Des personnalités de la société basque, bien connues pour leur engagement non-violent, parviennent alors à un accord avec les dirigeants de l’ETA qui acceptent de leur déléguer la responsabilité du démantèlement de leur arsenal. Ces « Artisans de la Paix » neutralisent ainsi une cinquantaine de fusils d’assaut, pistolets mitrailleurs et autres revolvers en sciant leurs canons et en perçant leurs barillets. Mais les autorités espagnoles et françaises décident leur arrestation. Il faudra les manifestations pacifiques de milliers de personnes et la mobilisation de 700 élus de tous bords politiques pour obtenir leur libération, après quelques jours.
Cette action non-violente nouvelle en Europe montre combien la non-violence et l’engagement citoyen ont à apporter à la résolution des conflits des temps actuels. Depuis plusieurs décennies des « interventions civiles de paix » se déroulent aux quatre coins du monde afin de prévenir ou de faire cesser la violence et, en particulier, de créer les conditions d’une solution politique des conflits qui reconnaisse et garantisse les droits fondamentaux des parties en présence et leur permette, dans le même temps, de définir les règles d’une coexistence pacifique. C’est la première fois qu’une intervention civile de paix se déroule au cœur de l’Europe occidentale.
L’action du samedi 8 avril, si elle permettait le désarmement intégral d’ETA, serait ainsi un événement historique. Elle montrerait que l’action non-violente et l’implication de la société civile peuvent être une force immense et efficace lorsqu’elles sont déterminées à construire un monde plus juste.
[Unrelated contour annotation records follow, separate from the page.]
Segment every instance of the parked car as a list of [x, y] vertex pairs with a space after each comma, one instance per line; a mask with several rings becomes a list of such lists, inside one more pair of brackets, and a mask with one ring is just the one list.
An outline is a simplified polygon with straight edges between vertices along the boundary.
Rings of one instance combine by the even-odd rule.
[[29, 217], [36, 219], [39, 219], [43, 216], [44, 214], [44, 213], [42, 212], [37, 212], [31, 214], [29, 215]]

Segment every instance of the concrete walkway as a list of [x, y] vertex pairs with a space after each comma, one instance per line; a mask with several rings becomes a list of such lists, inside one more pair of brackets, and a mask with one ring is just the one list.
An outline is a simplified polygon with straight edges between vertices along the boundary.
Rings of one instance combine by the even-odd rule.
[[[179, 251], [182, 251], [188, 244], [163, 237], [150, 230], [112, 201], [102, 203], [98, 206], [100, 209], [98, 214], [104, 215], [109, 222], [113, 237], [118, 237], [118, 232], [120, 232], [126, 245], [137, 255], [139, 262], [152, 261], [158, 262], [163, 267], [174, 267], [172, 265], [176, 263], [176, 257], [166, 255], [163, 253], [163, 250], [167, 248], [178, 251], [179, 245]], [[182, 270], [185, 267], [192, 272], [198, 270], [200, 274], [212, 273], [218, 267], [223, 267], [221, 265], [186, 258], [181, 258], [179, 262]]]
Après le désarmement, la prochaine étape sera de panser les plaies et de soigner les blessures du passé en organisant des formes de reconnaissance ou de réparation en faveur de l’ensemble des victimes et de leurs familles, en faisant toute la vérité sur les épisodes les plus noirs du conflit, en organisant le rapprochement des prisonniers puis leur libération et, bien sûr, en permettant une nécessaire justice transitionnelle, sur le modèle, par exemple, de ce qui permit à l’Afrique du Sud ou encore au Pérou de sortir par le haut des conflits qui les avaient déchirés. Tout ce travail et ces mesures permettront ainsi de mettre en place les conditions d’une réconciliation nationale et d’un vivre-ensemble renouvelé.